Acoustic Emission (AE) is high frequency sound generated by cracks and other flaws in materials when stressed. Using AE to detect cracks involves recording and evaluating AE signals to identify any damage. This is usually done as the tank or vessel is filled or pressurised. Structurally significant defects produce relatively intense acoustic emission activity when the vessel or pipe is subjected to a test load and this is the basis for detection of cracks or other damage.

AE testing of materials goes back 40 years and its effective use on process industry equipment has developed over the last 20-years. For many applications it is considered a mature technology with several ASTM and ASME standards in place.

More recently, AE has developed as a means of detecting corrosion damage in tank floors. This is a specialised form of on-line monitoring where AE data is evaluated under static conditions to detect active corrosion processes. Such testing allows a tank owner to set tank inspection priorities and schedules and avoid unnecessary tank entries.
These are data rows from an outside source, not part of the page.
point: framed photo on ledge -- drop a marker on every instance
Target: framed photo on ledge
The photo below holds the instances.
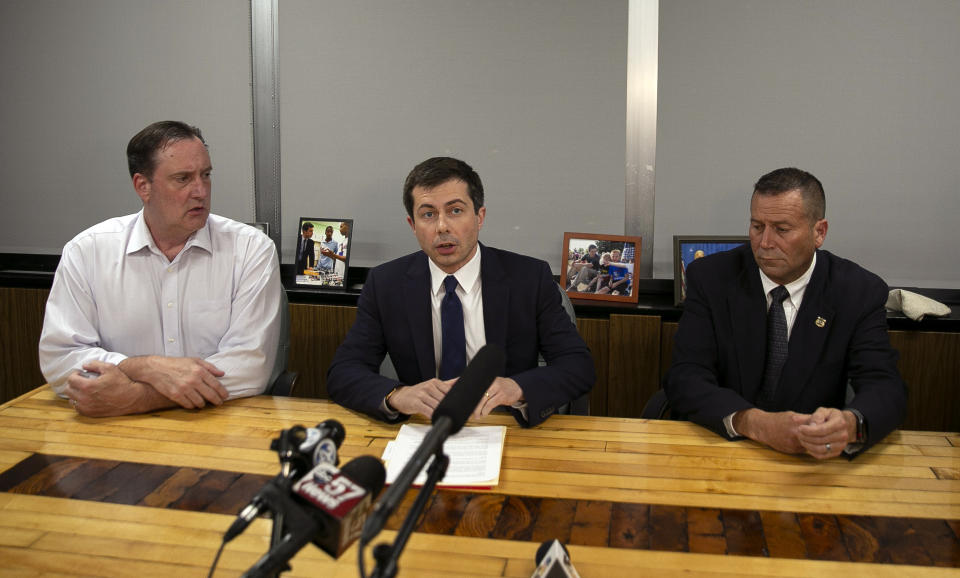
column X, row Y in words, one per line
column 598, row 266
column 322, row 252
column 688, row 248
Although initially developed as a practical test method for composite (GRP) tanks and vessels, procedures for testing of metal equipment soon followed. AE is most often used to detect service related damage (stress corrosion cracking, wet H2S damage, fatigue etc.) in process equipment.

In metals, AE is generated when the applied load combined with a local strain concentration such as a crack causes deformation at the crack tip. The resulting high frequency stress waves (AE signals) are detected by sensitive acoustic sensors. These AE signals are recorded and processed to determine the approximate location of any damage and give some measure of its severity.

Although an AE test detects defects, it does not determine their type, size or exact position. The main purpose and benefit of an AE test is to determine if there is a structural problem, approximately where it is and give a measure of its severity. A complementary inspection method such as (shear wave) ultrasonics is needed to map out and size any flaws.

Capabilities

• Detection of cracks and other damage in pressure vessels, tanks and piping.
• Corrosion damage assessment for tanks.
• Can monitor equipment continuously to detect damage as it occurs or where a discrete, pressure test is not possible.
• Suitable for a wide range of metals, alloys and composite materials.
• Sensitive to process related(environmental)damage.
• Minimal disruption to normal operation in many cases.
• Minimal disturbance to insulation.
• Helps limit inspection to vessels and areas where damage has occurred.

Limitations

• Qualitative assessment, does not characterise a flaws or corrosion damage in precise (type of flaw, orientation, size, depth) terms.
• Generally not sensitive to fabrication defects such as porosity, slag inclusions and small lack of fusion defects in operating equipment.
• Background noise and other properties of a particular vessel may limit detection sensitivity.

Preparation

• Collect vessel fabrication details, operating conditions and history.
• Determine the number and location of sensors needed and the required loading.
• Make provisions for attachment of AE sensors (manlift or scaffold, insulation cut-outs etc.) and preparation for the pressurization or other means of loading of the vessel.
• Flaking paint or scale must be removed at each sensor location but sensors can usually be mounted on top of paint that is in good condition.

Services Required

• Means of access for installing, calibrating and removing the AE sensors.
• 110V power, a site hut may be needed.
• Arrangements for pressurising, filling or otherwise loading the vessel or pipe.